ID Strategy¶

Goals¶

Stability: IDs must remain stable across machines, paths, and indexing time
Determinism: Same artifacts + same config ⇒ identical IDs
Collision resistance: Use cryptographic hashing
Privacy: Avoid embedding sensitive raw strings; hash normalized representations instead
Traceability: IDs must be reproducible from stored index fields

Canonical Hashing¶

Hash Algorithm¶

Primary: SHA-256
ID encoding: lowercase hex
ID format: <prefix>_<hex12> for compact IDs exposed via MCP; store full sha256 internally
Example: t_ab12cd34ef56

Rationale: Clients get short IDs; store retains full hash for collision detection and audit.

Canonical Serialization¶

All hash inputs must use a canonical serialization:

JSON with:
sorted keys
UTF-8 encoding
no whitespace
Normalize strings (see below) before serialization

String Normalization¶

Applies to all ID inputs:

Trim leading/trailing whitespace
Normalize line endings to \n
Lowercase where the semantic field is case-insensitive (e.g., framework name, simulator vendor)
Replace platform-dependent path separators (\ → /)
Remove volatile substrings (see "Volatile stripping")

Volatile Stripping (for stability)¶

Remove/normalize values known to vary between runs but not semantically part of identity:

Absolute filesystem prefixes (replace with <ROOT> before hashing)
Hostnames (replace with <HOST>)
Timestamps (replace with <TS>)
Random temporary directory names (replace with <TMP>)

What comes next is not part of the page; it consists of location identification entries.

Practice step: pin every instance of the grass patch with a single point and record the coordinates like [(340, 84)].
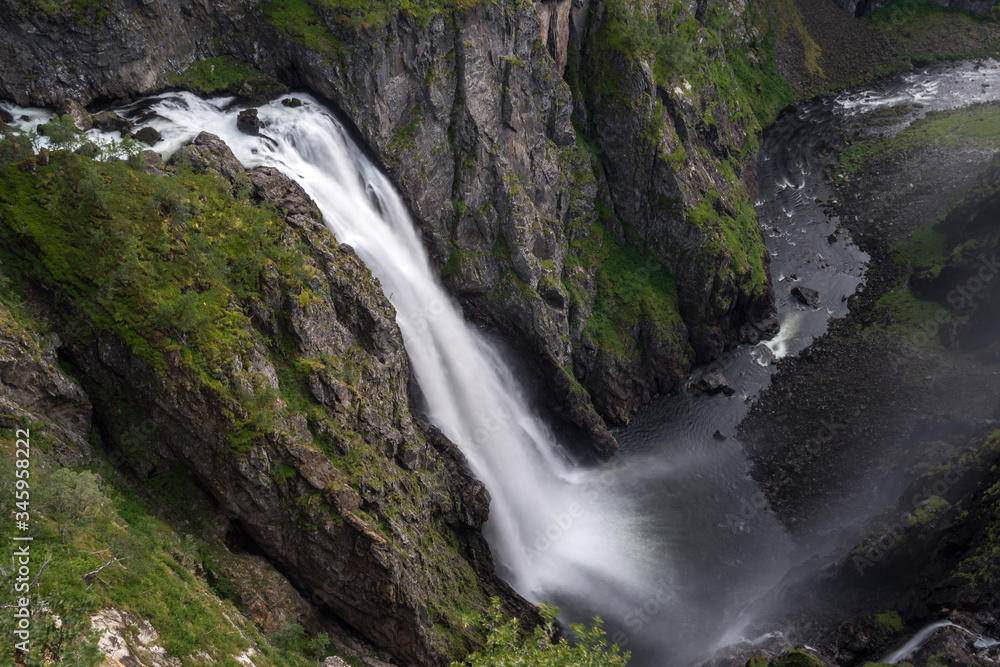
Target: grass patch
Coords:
[(975, 126), (225, 76), (298, 20), (889, 622)]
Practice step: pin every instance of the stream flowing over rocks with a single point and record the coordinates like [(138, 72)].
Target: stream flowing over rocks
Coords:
[(670, 540), (436, 185)]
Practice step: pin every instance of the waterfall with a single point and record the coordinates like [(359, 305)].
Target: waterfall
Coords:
[(539, 533)]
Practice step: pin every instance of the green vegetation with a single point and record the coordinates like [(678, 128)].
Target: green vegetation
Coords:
[(790, 21), (632, 287), (975, 126), (890, 621), (156, 260), (506, 644), (116, 554), (82, 10), (298, 20), (225, 76), (629, 32), (761, 87)]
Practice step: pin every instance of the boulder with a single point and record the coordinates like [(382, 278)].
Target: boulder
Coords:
[(149, 136), (712, 382), (81, 119), (109, 121), (806, 296), (248, 122)]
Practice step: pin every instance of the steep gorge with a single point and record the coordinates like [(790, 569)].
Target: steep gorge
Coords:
[(551, 171), (583, 182)]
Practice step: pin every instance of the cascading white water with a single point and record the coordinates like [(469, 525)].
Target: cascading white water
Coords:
[(470, 392)]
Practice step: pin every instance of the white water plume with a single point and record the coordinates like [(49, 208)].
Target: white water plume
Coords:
[(543, 532)]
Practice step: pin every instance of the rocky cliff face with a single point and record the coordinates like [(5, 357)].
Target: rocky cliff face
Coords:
[(865, 7), (564, 174), (281, 385)]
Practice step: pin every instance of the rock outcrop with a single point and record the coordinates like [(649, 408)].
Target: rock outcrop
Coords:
[(864, 7), (613, 253), (302, 429)]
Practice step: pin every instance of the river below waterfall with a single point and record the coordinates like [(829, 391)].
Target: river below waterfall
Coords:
[(672, 540)]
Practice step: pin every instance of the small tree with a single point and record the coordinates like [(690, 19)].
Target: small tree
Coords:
[(507, 645), (69, 497)]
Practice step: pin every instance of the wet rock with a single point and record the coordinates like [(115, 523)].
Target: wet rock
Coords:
[(149, 136), (806, 296), (248, 122), (81, 119), (109, 121), (713, 382)]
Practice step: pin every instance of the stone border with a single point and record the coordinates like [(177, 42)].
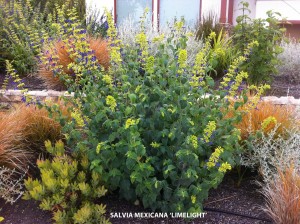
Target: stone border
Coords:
[(15, 96)]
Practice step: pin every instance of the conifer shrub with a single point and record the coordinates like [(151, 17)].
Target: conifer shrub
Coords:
[(62, 51), (67, 187), (153, 125)]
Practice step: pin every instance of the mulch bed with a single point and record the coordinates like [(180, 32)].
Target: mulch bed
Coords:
[(226, 204)]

This is applied only where those values might leak into identity fields (typically evidence paths and raw messages).

run_id Strategy¶

Preferred (CI-backed) run_id¶

If CI metadata exists:

run_id_full = sha256(canonical_json({
    "suite": <suite>,
    "ci_system": <ci.system>,
    "ci_build_id": <ci.build_id>,
    "ci_job_url": <normalized_url(ci.job_url)>
}))

Fallback (artifact-backed) run_id¶

If CI metadata is absent:

# Use stable fingerprint of the artifact set
artifact_manifest_hash = sha256(concat(sorted([
    relative_path + ":" + file_sha256
])))

run_id_full = sha256(canonical_json({
    "suite": <suite>,
    "artifact_manifest": <artifact_manifest_hash>
}))

Exposed run_id¶

run_id = "r_" + hex12(run_id_full)

test_id Strategy¶

Inputs¶

A test_id should uniquely identify a test instance within a run.

Hash input:

{
  "run_id_full": "<full sha256 of run_id>",
  "framework": "uvm|cocotb|sv_unit|unknown",
  "test_name": "<normalized test name>",
  "seed": <int|null>,
  "simulator_vendor": "<normalized vendor|null>",
  "simulator_version": "<normalized version|null>",
  "dut_top": "<normalized top|null>"
}

Notes: - seed is included when present because it materially changes behavior in DV - If your environment has an explicit test GUID (some harnesses do), include that as test_guid and optionally omit other fields

Computation¶

test_id_full = sha256(canonical_json(inputs))
test_id = "t_" + hex12(test_id_full)

failure_id Strategy¶

What a Failure Event Is¶

A FailureEvent is a normalized record of something that went wrong, typically derived from:

UVM report lines
cocotb exception traces
assertion failure entries
compile/elab errors

Inputs¶

Failures must be uniquely addressable within a test, but stable across indexing.

Hash input:

{
  "test_id_full": "<full sha256 of test_id>",
  "severity": "info|warning|error|fatal",
  "category": "...",
  "summary_norm": "<normalized summary>",
  "component_norm": "<normalized component|null>",
  "phase_norm": "<normalized phase|null>",
  "time_bucket": "<time bucket|null>",
  "evidence_fingerprint": "<optional>"
}

time_bucket¶

To prevent instability from minor timestamp differences, use bucketing:

If time is available: time_bucket = floor(time_ns / 1000) (1 µs buckets)
If only log line exists without time: null

evidence_fingerprint¶

Optional but useful when multiple identical summaries exist:

evidence_fingerprint = sha256(concat(sorted([
    path + ":" + start_line + ":" + end_line
])))

Only include if evidence exists; otherwise omit.

Computation¶

failure_id_full = sha256(canonical_json(inputs))
failure_id = "f_" + hex12(failure_id_full)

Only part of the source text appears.